On a recent showery, downcast afternoon, we made an incognito trip to an offline centre unveiled by Byju’s, India’s most valued education technology unicorn that offers everything from K-12 to test prep, coding and upskilling.
White walls with the distinctive purple company logo greet visitors at the entrance. Moving past, there were five glass chambers.
“These are counselling rooms where we hold monthly meetings with students and their parents to track their progress of integrating into the process so they stay updated as well,” an admission counsellor explained.
Then followed a lobby with a series of classrooms, each with a big monitor and long desks in front to seat students.
“Our classes can accommodate 30-40 easily but that’s the beauty of our brand. Our strength generally lies between six to a maximum of 15 in a batch,” the counsellor said.
Byju’s plans to open 500 such physical tuition centres across 200 cities in 2022, targeting classes four to 10. These centres will combine offline and online learning experiences. The company said it aims to enrol 1 million students via this initiative in the next two years and set new benchmarks for the format of blended learning in a post-pandemic world.
Hybrid flexibility
The counsellor explained how the company simplifies subjects like mathematics with the help of Vedic maths so that students can speed up their problem-solving skills. He showed us a recorded biology lesson, which he said was followed up with a live lesson by a teacher present in the class.
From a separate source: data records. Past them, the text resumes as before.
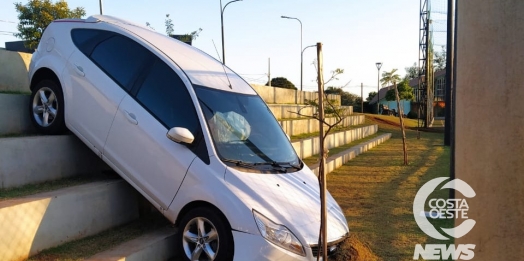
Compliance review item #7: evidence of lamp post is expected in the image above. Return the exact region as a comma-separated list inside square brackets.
[375, 62, 382, 114]
[220, 0, 242, 65]
[280, 15, 300, 91]
[300, 44, 317, 91]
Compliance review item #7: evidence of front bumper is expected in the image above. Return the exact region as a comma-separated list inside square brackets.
[233, 231, 339, 261]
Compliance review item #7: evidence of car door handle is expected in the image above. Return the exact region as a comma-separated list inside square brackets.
[124, 110, 138, 125]
[74, 64, 86, 76]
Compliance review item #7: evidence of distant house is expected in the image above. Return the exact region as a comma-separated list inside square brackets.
[369, 70, 446, 117]
[369, 82, 411, 114]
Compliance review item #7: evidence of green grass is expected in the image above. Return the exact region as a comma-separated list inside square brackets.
[0, 174, 116, 201]
[327, 115, 453, 260]
[28, 212, 169, 261]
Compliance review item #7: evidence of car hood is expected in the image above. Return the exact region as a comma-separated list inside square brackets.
[225, 166, 349, 245]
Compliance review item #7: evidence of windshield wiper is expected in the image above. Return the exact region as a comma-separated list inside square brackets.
[254, 161, 301, 172]
[221, 158, 256, 169]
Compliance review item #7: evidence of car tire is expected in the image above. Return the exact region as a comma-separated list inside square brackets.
[29, 80, 66, 135]
[177, 207, 234, 261]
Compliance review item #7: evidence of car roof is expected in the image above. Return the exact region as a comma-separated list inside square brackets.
[79, 15, 256, 94]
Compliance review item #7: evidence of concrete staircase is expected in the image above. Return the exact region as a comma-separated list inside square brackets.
[0, 84, 389, 261]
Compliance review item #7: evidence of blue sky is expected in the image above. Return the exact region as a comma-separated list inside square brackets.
[0, 0, 440, 97]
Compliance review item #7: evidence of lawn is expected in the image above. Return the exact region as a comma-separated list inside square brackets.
[328, 116, 453, 261]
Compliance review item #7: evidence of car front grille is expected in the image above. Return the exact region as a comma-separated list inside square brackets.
[309, 240, 342, 256]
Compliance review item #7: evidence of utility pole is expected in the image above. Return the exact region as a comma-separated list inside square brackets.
[317, 43, 327, 260]
[444, 0, 455, 146]
[267, 58, 271, 87]
[360, 82, 364, 113]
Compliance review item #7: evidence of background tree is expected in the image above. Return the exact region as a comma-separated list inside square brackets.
[164, 14, 175, 36]
[324, 86, 360, 106]
[380, 69, 409, 165]
[146, 14, 202, 42]
[266, 77, 297, 90]
[366, 92, 377, 102]
[380, 69, 400, 89]
[14, 0, 86, 50]
[404, 63, 420, 80]
[386, 79, 415, 101]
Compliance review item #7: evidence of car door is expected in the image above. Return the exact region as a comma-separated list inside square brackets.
[66, 29, 150, 155]
[104, 58, 202, 209]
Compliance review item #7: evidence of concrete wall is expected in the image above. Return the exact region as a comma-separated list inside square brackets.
[251, 84, 340, 104]
[455, 0, 524, 260]
[0, 135, 109, 188]
[0, 48, 31, 92]
[0, 180, 138, 261]
[0, 93, 35, 136]
[291, 125, 378, 159]
[268, 104, 353, 119]
[308, 133, 391, 176]
[279, 115, 365, 136]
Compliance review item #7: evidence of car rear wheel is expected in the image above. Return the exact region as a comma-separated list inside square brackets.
[29, 80, 66, 135]
[178, 208, 234, 261]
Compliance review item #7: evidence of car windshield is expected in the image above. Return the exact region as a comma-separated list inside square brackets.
[195, 86, 302, 172]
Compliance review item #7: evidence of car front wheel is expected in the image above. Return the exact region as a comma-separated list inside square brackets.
[178, 208, 234, 261]
[29, 80, 66, 135]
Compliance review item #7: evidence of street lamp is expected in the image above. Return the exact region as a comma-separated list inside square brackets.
[220, 0, 242, 65]
[280, 15, 300, 91]
[375, 62, 382, 114]
[300, 44, 317, 88]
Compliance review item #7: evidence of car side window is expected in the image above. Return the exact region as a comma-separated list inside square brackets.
[90, 34, 152, 91]
[136, 59, 201, 134]
[71, 28, 115, 57]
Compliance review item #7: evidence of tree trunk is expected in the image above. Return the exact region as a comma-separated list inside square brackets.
[393, 82, 408, 165]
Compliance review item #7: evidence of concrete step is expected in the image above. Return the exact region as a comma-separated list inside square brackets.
[0, 48, 32, 92]
[0, 93, 35, 135]
[279, 115, 365, 136]
[309, 133, 391, 176]
[267, 104, 353, 119]
[291, 125, 378, 159]
[0, 135, 110, 188]
[86, 227, 176, 261]
[0, 179, 139, 261]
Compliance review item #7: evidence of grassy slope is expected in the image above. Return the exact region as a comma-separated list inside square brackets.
[328, 116, 453, 260]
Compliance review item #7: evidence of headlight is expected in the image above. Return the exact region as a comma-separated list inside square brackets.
[253, 210, 306, 256]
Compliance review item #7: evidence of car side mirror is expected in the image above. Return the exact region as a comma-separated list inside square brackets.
[166, 127, 195, 144]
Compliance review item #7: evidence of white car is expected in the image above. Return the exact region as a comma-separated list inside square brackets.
[29, 15, 349, 260]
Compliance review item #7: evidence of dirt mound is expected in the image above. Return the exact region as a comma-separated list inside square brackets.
[329, 234, 379, 261]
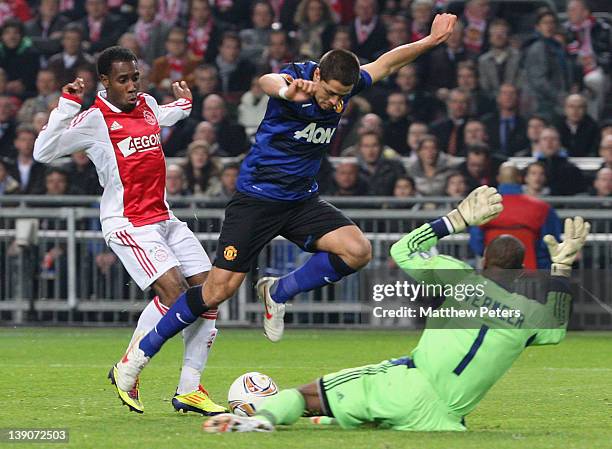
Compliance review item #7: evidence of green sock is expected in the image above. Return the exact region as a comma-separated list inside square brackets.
[255, 389, 306, 425]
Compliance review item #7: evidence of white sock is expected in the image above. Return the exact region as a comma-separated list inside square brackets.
[177, 310, 217, 394]
[128, 296, 168, 348]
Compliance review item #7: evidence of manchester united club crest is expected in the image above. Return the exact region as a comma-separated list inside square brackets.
[223, 245, 238, 262]
[334, 98, 344, 114]
[143, 111, 157, 125]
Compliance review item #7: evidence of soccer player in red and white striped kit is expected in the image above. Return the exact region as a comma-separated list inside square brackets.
[34, 47, 225, 415]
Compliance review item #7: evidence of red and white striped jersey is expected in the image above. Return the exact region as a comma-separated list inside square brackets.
[34, 91, 191, 240]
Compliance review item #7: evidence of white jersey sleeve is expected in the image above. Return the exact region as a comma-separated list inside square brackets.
[144, 94, 193, 126]
[34, 96, 106, 163]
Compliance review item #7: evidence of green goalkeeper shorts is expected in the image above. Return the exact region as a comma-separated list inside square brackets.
[319, 357, 466, 431]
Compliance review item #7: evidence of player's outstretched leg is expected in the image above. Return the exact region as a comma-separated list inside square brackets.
[114, 285, 208, 392]
[108, 296, 168, 413]
[172, 310, 227, 416]
[257, 252, 357, 342]
[256, 277, 285, 342]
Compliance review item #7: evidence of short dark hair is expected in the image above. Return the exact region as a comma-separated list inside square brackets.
[45, 166, 68, 181]
[489, 17, 511, 30]
[0, 19, 25, 37]
[485, 234, 525, 270]
[97, 45, 138, 76]
[417, 134, 440, 153]
[220, 31, 242, 47]
[467, 143, 491, 157]
[63, 23, 83, 39]
[319, 50, 359, 86]
[536, 7, 558, 25]
[395, 175, 416, 190]
[521, 161, 546, 178]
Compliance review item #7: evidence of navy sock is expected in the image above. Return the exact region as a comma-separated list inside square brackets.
[139, 285, 208, 357]
[270, 252, 356, 303]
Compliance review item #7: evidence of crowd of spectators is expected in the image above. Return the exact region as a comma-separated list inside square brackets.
[0, 0, 612, 204]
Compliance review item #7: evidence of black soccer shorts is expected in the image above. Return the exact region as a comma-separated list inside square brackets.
[213, 192, 355, 273]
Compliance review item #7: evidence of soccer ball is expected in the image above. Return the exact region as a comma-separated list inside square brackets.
[227, 372, 278, 416]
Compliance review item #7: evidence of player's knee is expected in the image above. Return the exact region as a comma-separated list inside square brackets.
[204, 279, 237, 307]
[347, 237, 372, 269]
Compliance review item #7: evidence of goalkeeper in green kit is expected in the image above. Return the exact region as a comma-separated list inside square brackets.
[204, 186, 590, 432]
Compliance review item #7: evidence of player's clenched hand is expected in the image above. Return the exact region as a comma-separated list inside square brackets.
[172, 81, 193, 101]
[429, 14, 457, 45]
[544, 217, 591, 276]
[446, 186, 504, 232]
[285, 79, 315, 103]
[62, 78, 85, 99]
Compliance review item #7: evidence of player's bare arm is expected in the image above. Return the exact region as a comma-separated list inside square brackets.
[172, 81, 193, 101]
[361, 14, 457, 83]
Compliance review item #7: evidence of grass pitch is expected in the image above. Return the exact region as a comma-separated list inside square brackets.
[0, 328, 612, 449]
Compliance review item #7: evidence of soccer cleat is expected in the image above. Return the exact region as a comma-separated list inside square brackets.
[172, 385, 227, 416]
[257, 277, 285, 342]
[202, 413, 274, 433]
[113, 335, 149, 393]
[308, 416, 337, 426]
[108, 365, 144, 413]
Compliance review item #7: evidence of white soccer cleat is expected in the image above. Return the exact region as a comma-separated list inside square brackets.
[115, 335, 150, 391]
[257, 277, 285, 343]
[202, 413, 274, 433]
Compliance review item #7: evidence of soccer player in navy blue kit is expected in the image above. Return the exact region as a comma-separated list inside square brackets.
[117, 14, 457, 389]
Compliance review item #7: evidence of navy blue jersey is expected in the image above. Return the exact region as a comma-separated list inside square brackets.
[236, 61, 372, 201]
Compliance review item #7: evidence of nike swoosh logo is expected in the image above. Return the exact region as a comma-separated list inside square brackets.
[263, 287, 272, 320]
[121, 341, 136, 363]
[175, 312, 189, 324]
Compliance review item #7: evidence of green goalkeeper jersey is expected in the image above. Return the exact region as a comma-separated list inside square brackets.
[391, 224, 571, 415]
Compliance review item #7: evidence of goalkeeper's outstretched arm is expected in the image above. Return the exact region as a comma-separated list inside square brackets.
[532, 217, 591, 345]
[391, 186, 503, 282]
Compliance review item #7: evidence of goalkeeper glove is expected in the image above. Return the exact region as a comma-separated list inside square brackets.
[446, 186, 504, 233]
[544, 217, 591, 277]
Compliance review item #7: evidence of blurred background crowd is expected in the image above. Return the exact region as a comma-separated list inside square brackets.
[0, 0, 612, 202]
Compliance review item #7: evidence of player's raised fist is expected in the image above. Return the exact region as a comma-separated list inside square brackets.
[429, 13, 457, 45]
[172, 81, 193, 101]
[285, 79, 316, 103]
[62, 78, 85, 99]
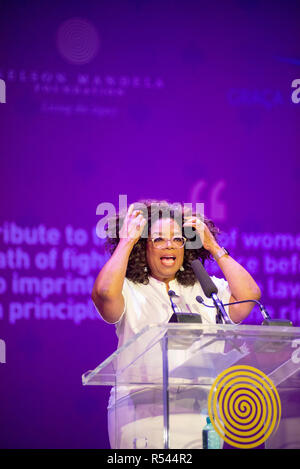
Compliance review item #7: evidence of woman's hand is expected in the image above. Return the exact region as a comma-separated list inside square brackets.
[119, 204, 147, 244]
[183, 217, 220, 255]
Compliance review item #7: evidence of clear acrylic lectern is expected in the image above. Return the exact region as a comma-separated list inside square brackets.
[82, 324, 300, 449]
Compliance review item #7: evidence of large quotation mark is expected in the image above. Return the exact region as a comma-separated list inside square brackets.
[208, 366, 281, 448]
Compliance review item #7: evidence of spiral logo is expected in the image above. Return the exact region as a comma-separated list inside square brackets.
[208, 366, 281, 448]
[57, 18, 100, 65]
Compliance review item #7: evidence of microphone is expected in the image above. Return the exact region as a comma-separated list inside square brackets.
[196, 295, 293, 326]
[191, 259, 232, 324]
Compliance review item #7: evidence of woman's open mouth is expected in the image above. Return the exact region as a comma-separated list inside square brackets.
[160, 256, 176, 267]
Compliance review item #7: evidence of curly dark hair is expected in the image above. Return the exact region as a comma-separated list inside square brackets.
[106, 200, 219, 285]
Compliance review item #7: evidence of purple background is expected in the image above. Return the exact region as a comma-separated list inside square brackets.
[0, 0, 300, 448]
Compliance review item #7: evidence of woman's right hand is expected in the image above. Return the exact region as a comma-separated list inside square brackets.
[119, 204, 147, 244]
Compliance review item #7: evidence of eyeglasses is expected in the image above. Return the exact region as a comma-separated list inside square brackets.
[151, 236, 186, 249]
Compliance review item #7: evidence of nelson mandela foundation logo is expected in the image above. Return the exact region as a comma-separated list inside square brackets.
[208, 365, 281, 449]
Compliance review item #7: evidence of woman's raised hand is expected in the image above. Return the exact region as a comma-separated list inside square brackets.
[119, 204, 147, 244]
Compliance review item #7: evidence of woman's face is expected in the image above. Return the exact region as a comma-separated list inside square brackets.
[146, 218, 184, 283]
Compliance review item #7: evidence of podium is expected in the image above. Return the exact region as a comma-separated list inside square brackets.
[82, 323, 300, 449]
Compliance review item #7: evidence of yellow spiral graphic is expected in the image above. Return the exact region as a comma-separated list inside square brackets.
[208, 365, 281, 448]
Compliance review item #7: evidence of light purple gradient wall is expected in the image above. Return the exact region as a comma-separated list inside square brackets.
[0, 0, 300, 448]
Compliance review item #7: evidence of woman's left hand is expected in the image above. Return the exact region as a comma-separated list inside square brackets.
[183, 217, 220, 255]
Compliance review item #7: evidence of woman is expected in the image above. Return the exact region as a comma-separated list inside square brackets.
[92, 201, 260, 448]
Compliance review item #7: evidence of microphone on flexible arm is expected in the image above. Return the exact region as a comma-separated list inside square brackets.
[191, 259, 232, 324]
[196, 295, 293, 326]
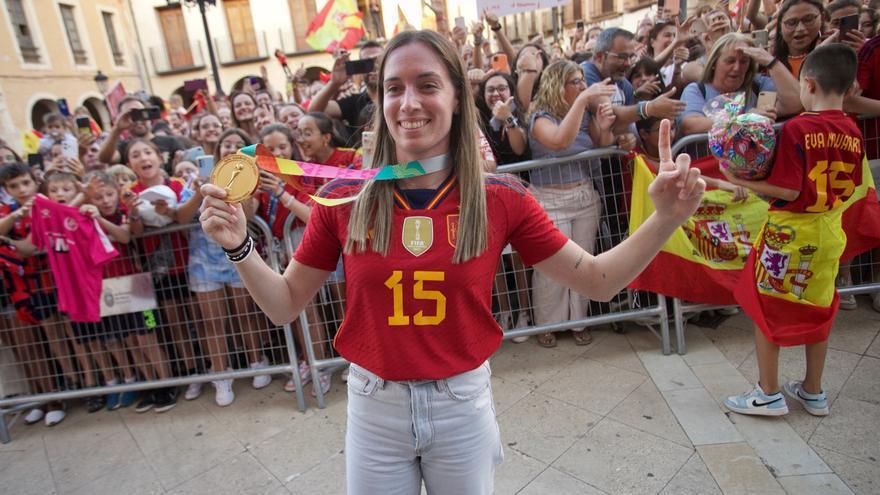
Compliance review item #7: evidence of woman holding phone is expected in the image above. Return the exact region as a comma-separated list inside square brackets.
[201, 31, 705, 495]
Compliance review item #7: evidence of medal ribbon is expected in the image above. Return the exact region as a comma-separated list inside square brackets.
[238, 144, 451, 206]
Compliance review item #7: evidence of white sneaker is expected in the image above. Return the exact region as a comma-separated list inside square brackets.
[24, 408, 46, 425]
[46, 409, 67, 426]
[251, 357, 272, 390]
[312, 373, 333, 397]
[183, 382, 204, 400]
[284, 361, 312, 392]
[211, 379, 235, 407]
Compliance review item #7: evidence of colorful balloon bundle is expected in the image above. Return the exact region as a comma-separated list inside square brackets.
[704, 93, 776, 180]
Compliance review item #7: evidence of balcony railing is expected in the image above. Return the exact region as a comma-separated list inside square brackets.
[150, 40, 205, 74]
[214, 31, 269, 65]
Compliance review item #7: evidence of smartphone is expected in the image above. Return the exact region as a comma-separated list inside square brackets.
[183, 146, 205, 163]
[55, 98, 70, 117]
[183, 79, 208, 93]
[756, 91, 776, 108]
[752, 29, 770, 48]
[838, 14, 859, 38]
[196, 155, 214, 179]
[345, 58, 376, 76]
[131, 107, 162, 121]
[76, 117, 92, 134]
[492, 53, 510, 74]
[28, 153, 43, 169]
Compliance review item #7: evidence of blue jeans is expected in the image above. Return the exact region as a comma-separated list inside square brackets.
[345, 361, 503, 495]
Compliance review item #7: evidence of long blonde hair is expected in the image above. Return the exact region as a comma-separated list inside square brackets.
[529, 59, 581, 120]
[345, 31, 488, 263]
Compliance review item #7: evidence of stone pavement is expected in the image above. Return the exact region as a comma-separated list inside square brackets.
[0, 298, 880, 495]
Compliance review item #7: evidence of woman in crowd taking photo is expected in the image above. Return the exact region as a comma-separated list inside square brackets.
[201, 31, 705, 495]
[529, 60, 615, 347]
[679, 33, 802, 135]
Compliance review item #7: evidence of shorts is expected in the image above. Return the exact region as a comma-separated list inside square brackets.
[153, 272, 189, 304]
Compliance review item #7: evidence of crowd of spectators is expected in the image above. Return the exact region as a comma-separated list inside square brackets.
[0, 0, 880, 425]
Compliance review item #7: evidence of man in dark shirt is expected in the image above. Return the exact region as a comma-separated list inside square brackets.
[98, 96, 185, 175]
[309, 41, 383, 147]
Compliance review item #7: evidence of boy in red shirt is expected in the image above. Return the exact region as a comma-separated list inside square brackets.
[724, 44, 864, 416]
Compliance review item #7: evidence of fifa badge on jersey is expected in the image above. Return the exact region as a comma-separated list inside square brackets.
[446, 215, 459, 247]
[401, 217, 434, 256]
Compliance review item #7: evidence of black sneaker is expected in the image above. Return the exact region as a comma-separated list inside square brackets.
[134, 390, 156, 412]
[86, 395, 107, 413]
[155, 387, 177, 413]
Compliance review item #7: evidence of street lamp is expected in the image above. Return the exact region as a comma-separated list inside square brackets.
[95, 69, 110, 95]
[165, 0, 223, 96]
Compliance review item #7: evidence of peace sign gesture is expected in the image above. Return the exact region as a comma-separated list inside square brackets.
[648, 119, 706, 225]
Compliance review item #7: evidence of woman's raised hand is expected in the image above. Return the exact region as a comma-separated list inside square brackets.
[199, 184, 247, 249]
[648, 119, 706, 225]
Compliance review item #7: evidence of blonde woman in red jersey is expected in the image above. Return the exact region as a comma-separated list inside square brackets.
[201, 31, 705, 495]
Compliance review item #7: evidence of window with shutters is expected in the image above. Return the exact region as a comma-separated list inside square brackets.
[6, 0, 40, 64]
[101, 12, 125, 65]
[59, 4, 89, 65]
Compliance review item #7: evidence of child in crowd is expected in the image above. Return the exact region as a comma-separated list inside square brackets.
[724, 44, 864, 416]
[249, 126, 332, 393]
[0, 163, 70, 426]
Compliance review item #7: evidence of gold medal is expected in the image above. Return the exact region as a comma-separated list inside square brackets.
[211, 154, 260, 203]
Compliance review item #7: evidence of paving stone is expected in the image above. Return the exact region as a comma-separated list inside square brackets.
[778, 474, 853, 495]
[498, 394, 602, 464]
[810, 397, 880, 463]
[553, 419, 693, 494]
[538, 358, 648, 415]
[660, 452, 721, 495]
[815, 447, 880, 495]
[608, 380, 691, 447]
[697, 442, 785, 495]
[519, 468, 605, 495]
[663, 388, 743, 445]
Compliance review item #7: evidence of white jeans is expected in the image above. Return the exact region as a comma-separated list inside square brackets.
[345, 361, 503, 495]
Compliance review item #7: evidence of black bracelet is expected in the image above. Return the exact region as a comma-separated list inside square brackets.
[221, 234, 251, 255]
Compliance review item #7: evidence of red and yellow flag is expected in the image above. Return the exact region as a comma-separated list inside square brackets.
[306, 0, 365, 53]
[629, 155, 768, 304]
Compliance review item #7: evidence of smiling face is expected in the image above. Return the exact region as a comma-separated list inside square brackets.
[382, 42, 459, 161]
[46, 179, 77, 205]
[220, 134, 246, 159]
[3, 174, 37, 205]
[199, 114, 223, 145]
[128, 142, 162, 184]
[296, 115, 332, 160]
[89, 184, 119, 217]
[712, 42, 752, 93]
[263, 132, 293, 160]
[782, 3, 822, 55]
[232, 94, 256, 122]
[483, 76, 511, 108]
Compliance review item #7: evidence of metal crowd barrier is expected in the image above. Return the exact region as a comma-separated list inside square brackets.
[672, 117, 880, 354]
[284, 148, 671, 407]
[0, 218, 306, 443]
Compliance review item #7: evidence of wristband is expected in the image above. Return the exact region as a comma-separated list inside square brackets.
[221, 234, 251, 254]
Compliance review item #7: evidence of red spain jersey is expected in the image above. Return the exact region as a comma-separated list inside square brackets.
[294, 175, 567, 381]
[767, 110, 864, 213]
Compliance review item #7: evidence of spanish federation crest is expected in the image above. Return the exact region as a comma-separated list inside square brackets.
[401, 217, 434, 256]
Using tech at offline centres is one aspect of hybrid. The other incorporates the pandemic-era approach where students, obligated to stay at home, studied on their gadgets through online live classes and recorded lectures.
The counsellor said while Byju’s always wanted to disrupt traditional coaching centres, it is now focusing more on offline. But it will still facilitate students who want to leverage the flexibility of the hybrid mode.
“The fees, however, could go higher than the current amount for a year since we will be providing both online lectures and live sessions with take-home study materials for the students,” he added.
Offline is the new online
“You either die trying or live long enough to become the very thing you went out to disrupt. True on both edtechs going physical, and physical going digital,” a tweet that went viral on the day Moneycontrol reported that Kota-based Allen Career Institute is getting into online coaching to take on heavily funded rivals such as Unacademy, Byju’s and Vedantu.
The tweet is emblematic of what’s happening with education technology companies, many of which became unicorns, valued at billions of dollars. After the pandemic, while Vedantu, Byju’s and Unacademy have launched physical coaching centres, incumbents such as Allen and Aakash are going online.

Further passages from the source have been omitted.